# fastest roofing gun



## ebski387 (Aug 20, 2009)

i have a whole fleet of bostitch rn46 and i was wondering what is the fastest roofing gun on the market? so i can speed up nailing


----------



## Framer53 (Feb 23, 2008)

ebski387 said:


> i have a whole fleet of bostitch rn46 and i was wondering what is the fastest roofing gun on the market? so i can speed up nailing


 
Get serious


----------



## Slyfox (Dec 22, 2007)

13 oz, wooden handle, sharpened claw, 11 1/4 inches long.

Cost = $13.00
Life Span = 9 years
Maintenance cost = $0.00
Accessories = magnet roughly the size of a quarter set in super glue and wrapped in electrical tape, $9.50 to set it up and another $0.30 per week for up keep.
(I myself have not used a magnet in years)


----------



## MJW (Jan 27, 2006)

Haven't found one fast enough yet........:whistling


----------



## A&E Exteriors (Aug 14, 2009)

I have used Hitachi, #1 in almost everybody I knows opinion, bostich, ok but heavy, porter cable, cannon but I don't like the nose on it. I like the balance and optimized recoil on the Hitachi, the new one has a 3 carbide contacts on the nose, and a magnet that makes the last nail from a coil count.


----------



## davitk (Oct 3, 2008)

Burrrrritos brand are the speediest I have seen.


----------



## quality1stconst (Aug 13, 2009)

We purchased a few of the DeWalt's last year and I'll tell you for the cost I'm impressed. I loaned it to another contractor and he went and bought 4 of them for his crew and they all love them too. Who knew? I have a Hitachi (hate it too strange to load and feels cheap but isn't) and several older Bostich Ridge Runner II's that have been very reliable and then the dreaded Ridgid that breaks about every other time we use it and Home Depot has sent it back 5 times under warranty. JUNK!!!


----------



## ebski387 (Aug 20, 2009)

Framer53 said:


> Get serious



whats that suppose to mean


----------



## WarnerConstInc. (Jan 30, 2008)

Max, super roofer.


Actually, 15 Amish is the correct answer.


----------



## The Coastal Craftsman (Jun 29, 2009)

It's definitely this










*+*











Or you could just get the dewalt 350 RPM version.


----------



## outlaw (Jan 7, 2009)

Max Super Roofer. And I have used them all.


----------



## quality1stconst (Aug 13, 2009)

outlaw said:


> Max Super Roofer. And I have used them all.

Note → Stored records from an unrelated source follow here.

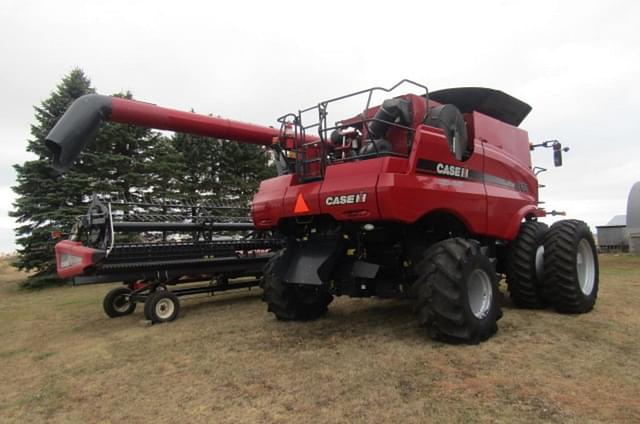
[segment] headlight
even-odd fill
[[[70,266],[74,266],[82,262],[82,258],[80,256],[70,255],[68,253],[63,253],[60,255],[60,268],[69,268]]]

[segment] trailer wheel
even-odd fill
[[[519,308],[544,308],[544,237],[549,227],[537,221],[520,225],[507,257],[507,285],[513,304]]]
[[[558,312],[581,314],[598,297],[598,255],[591,230],[567,219],[551,226],[544,241],[544,275],[549,300]]]
[[[144,316],[154,324],[173,321],[180,313],[178,296],[169,290],[158,290],[144,302]]]
[[[416,271],[418,321],[429,337],[477,344],[498,331],[498,276],[478,242],[453,238],[436,243]]]
[[[131,290],[127,287],[118,287],[110,290],[102,301],[104,312],[109,318],[117,318],[132,314],[136,309],[136,302],[129,299]]]
[[[310,321],[325,315],[333,296],[322,288],[284,283],[277,270],[286,262],[286,249],[283,249],[265,265],[262,289],[267,311],[281,321]]]

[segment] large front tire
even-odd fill
[[[544,241],[545,287],[558,312],[582,314],[598,297],[598,254],[591,230],[567,219],[551,226]]]
[[[413,289],[418,321],[429,337],[480,343],[498,331],[498,276],[474,240],[441,241],[418,263]]]
[[[262,289],[267,310],[281,321],[309,321],[328,311],[333,296],[323,287],[299,287],[283,282],[279,269],[287,262],[286,250],[281,250],[264,268]]]
[[[518,237],[509,245],[507,285],[518,308],[540,309],[547,305],[544,296],[544,237],[549,227],[537,221],[520,225]]]

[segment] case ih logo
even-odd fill
[[[329,196],[324,203],[327,206],[352,205],[354,203],[365,203],[367,193],[345,194],[342,196]]]
[[[437,175],[444,178],[461,179],[482,182],[493,186],[505,187],[522,193],[529,192],[529,186],[524,181],[511,181],[497,175],[485,174],[475,169],[456,166],[448,163],[436,162],[429,159],[418,159],[418,172]]]
[[[446,163],[438,163],[436,172],[440,175],[448,175],[456,178],[469,178],[469,168],[461,166],[447,165]]]

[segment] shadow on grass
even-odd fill
[[[225,326],[225,322],[233,320],[234,326],[241,325],[247,331],[258,329],[260,332],[269,332],[279,338],[281,346],[294,346],[301,341],[316,344],[337,338],[356,340],[370,337],[393,338],[406,343],[427,343],[433,347],[444,345],[431,340],[427,331],[418,325],[410,299],[339,297],[329,306],[327,315],[306,322],[278,321],[273,314],[267,312],[260,289],[240,289],[214,296],[186,296],[180,301],[181,312],[176,322],[197,326],[203,319],[211,317],[212,321],[208,325]],[[505,315],[522,311],[511,304],[508,294],[501,296],[501,305]],[[140,326],[145,320],[143,309],[144,304],[139,304],[134,314],[116,319],[109,319],[101,313],[79,323],[74,331],[98,330],[101,334],[107,334],[117,333],[130,326]],[[555,314],[549,309],[535,312]],[[243,319],[249,322],[242,324]],[[500,327],[508,329],[509,325],[504,324],[504,321],[499,322]]]

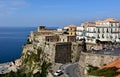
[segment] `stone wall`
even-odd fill
[[[53,35],[53,36],[45,36],[45,41],[47,42],[58,42],[59,36]]]
[[[44,60],[50,63],[67,63],[71,61],[70,42],[46,42],[39,45],[45,54]]]
[[[40,47],[45,52],[45,59],[51,63],[68,63],[78,62],[80,52],[82,51],[82,44],[71,42],[46,42]]]
[[[43,50],[45,53],[45,60],[54,63],[55,62],[55,43],[52,42],[46,42],[46,44],[43,46]]]
[[[39,44],[44,51],[45,60],[50,63],[78,62],[83,43],[81,42],[46,42]]]
[[[59,35],[60,42],[68,42],[68,35]]]
[[[55,62],[68,63],[71,61],[71,43],[56,43]]]
[[[72,50],[72,55],[71,55],[72,62],[78,62],[80,53],[83,51],[82,41],[79,41],[77,43],[73,42],[71,46],[71,50]]]
[[[76,42],[76,36],[68,36],[68,42]]]
[[[100,55],[100,54],[91,54],[81,52],[79,59],[79,73],[81,77],[86,77],[87,70],[86,67],[88,65],[93,66],[103,66],[104,64],[110,63],[119,58],[119,56],[111,56],[111,55]]]
[[[71,61],[70,42],[46,42],[40,45],[44,51],[44,59],[50,63],[67,63]]]

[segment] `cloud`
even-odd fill
[[[26,5],[25,0],[0,0],[0,15],[12,13]]]

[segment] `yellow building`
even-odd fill
[[[69,36],[75,36],[76,35],[76,25],[69,25],[68,33],[69,33]]]

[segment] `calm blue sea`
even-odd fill
[[[0,27],[0,63],[20,57],[30,31],[36,27]]]

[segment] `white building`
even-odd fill
[[[77,40],[85,38],[83,31],[84,31],[84,27],[83,26],[76,27],[76,39]]]
[[[100,41],[112,41],[119,39],[120,24],[113,18],[104,21],[84,23],[86,30],[86,41],[95,43],[96,39]]]
[[[57,29],[57,32],[59,33],[59,34],[68,34],[68,29],[69,29],[69,27],[63,27],[63,28],[58,28]]]

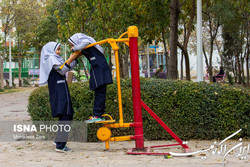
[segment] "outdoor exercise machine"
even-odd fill
[[[125,35],[127,35],[128,38],[123,38]],[[126,45],[129,46],[129,51],[130,51],[132,99],[133,99],[133,113],[134,113],[134,122],[132,122],[132,123],[124,123],[124,121],[123,121],[120,70],[119,70],[119,59],[118,59],[119,47],[117,45],[117,42],[124,42]],[[117,80],[118,105],[119,105],[119,122],[115,123],[115,120],[113,120],[113,118],[110,115],[104,114],[103,116],[109,117],[109,120],[98,122],[98,123],[102,123],[104,125],[103,127],[99,128],[97,131],[98,139],[105,142],[105,146],[106,146],[107,150],[109,149],[109,142],[110,141],[135,140],[135,148],[129,150],[127,152],[127,154],[169,155],[169,153],[157,153],[157,152],[151,152],[151,150],[153,148],[170,147],[170,146],[181,146],[185,152],[190,152],[190,149],[187,146],[187,144],[184,143],[141,100],[140,76],[139,76],[139,56],[138,56],[138,28],[136,26],[130,26],[130,27],[128,27],[127,32],[123,33],[118,39],[109,38],[106,40],[102,40],[102,41],[90,44],[86,48],[92,47],[92,46],[97,45],[97,44],[101,45],[104,43],[109,43],[115,52],[116,80]],[[81,51],[75,52],[75,57],[77,57],[80,53],[81,53]],[[66,62],[68,62],[70,64],[75,59],[75,57],[72,56]],[[177,144],[144,147],[142,107],[178,142]],[[110,128],[129,128],[129,127],[134,128],[134,131],[135,131],[134,135],[111,137],[112,133],[111,133]]]

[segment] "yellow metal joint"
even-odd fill
[[[119,50],[119,47],[113,38],[109,38],[108,43],[111,45],[111,47],[114,51]]]

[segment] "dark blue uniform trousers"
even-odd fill
[[[94,101],[94,116],[101,117],[104,114],[105,110],[105,101],[106,101],[106,90],[107,85],[101,85],[94,89],[95,91],[95,101]]]
[[[70,125],[72,119],[73,119],[72,115],[65,115],[65,114],[59,115],[58,124],[60,126]],[[68,132],[66,132],[64,128],[62,128],[61,131],[58,130],[57,136],[55,139],[56,148],[63,149],[65,145],[67,144],[67,141],[68,141]]]

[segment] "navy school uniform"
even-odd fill
[[[77,61],[76,61],[77,62]],[[68,71],[71,67],[65,64]],[[68,125],[73,119],[74,110],[70,98],[69,88],[65,75],[61,75],[57,70],[52,68],[48,78],[50,106],[53,117],[59,118],[59,125]],[[68,132],[58,131],[55,139],[56,148],[63,149],[68,140]]]
[[[95,47],[84,49],[82,54],[91,64],[89,86],[95,90],[101,85],[112,84],[112,74],[104,55]]]
[[[65,75],[60,75],[54,68],[52,68],[49,74],[48,86],[52,116],[73,116],[74,110]]]
[[[89,87],[95,91],[94,116],[102,117],[105,110],[106,88],[112,84],[112,74],[104,55],[95,47],[82,50],[91,64]]]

I keep hearing they're great. I'll get a couple next year and try them.


----------



## catspaw (Oct 29, 2008)

just did 30 squares with the maxx and the only problem was it would have to be reloaded. lighter and more user friendly than any others i've tried.


----------



## knucklehead (Mar 2, 2009)

How can one gun be faster than another?


----------



## ebski387 (Aug 20, 2009)

the recoil is faster make it able to shoot more nails per second


----------



## Framer53 (Feb 23, 2008)

the recoil is faster make it able to shoot more nails per second >>>>>>>>>>>>>>>>>>.
You can only shoot as fast as your men can aim them. Recoil on any of the major brands are fast and I will tell you, I have never been faster than the gun!


----------



## knucklehead (Mar 2, 2009)

I used to be faster


----------



## smeagol (May 13, 2008)

we have both and i am accurate faster with the hitachi it seems to bounce back less, but there are better ways to make roofing more efficient


----------



## wallmaxx (Jun 18, 2007)

Up here...guys who went too fast did substandard work...now when you hire a roofer - the "good" ones will shingle by hand with hammer and nails. There is a definite stigma to gun nailing on shingles up here.

I think guns are better (being a framer - I never look to "have" to hand bang anything) but if a man is lazy or erratic with a gun, I can see how that could be really bad on a roof job.


----------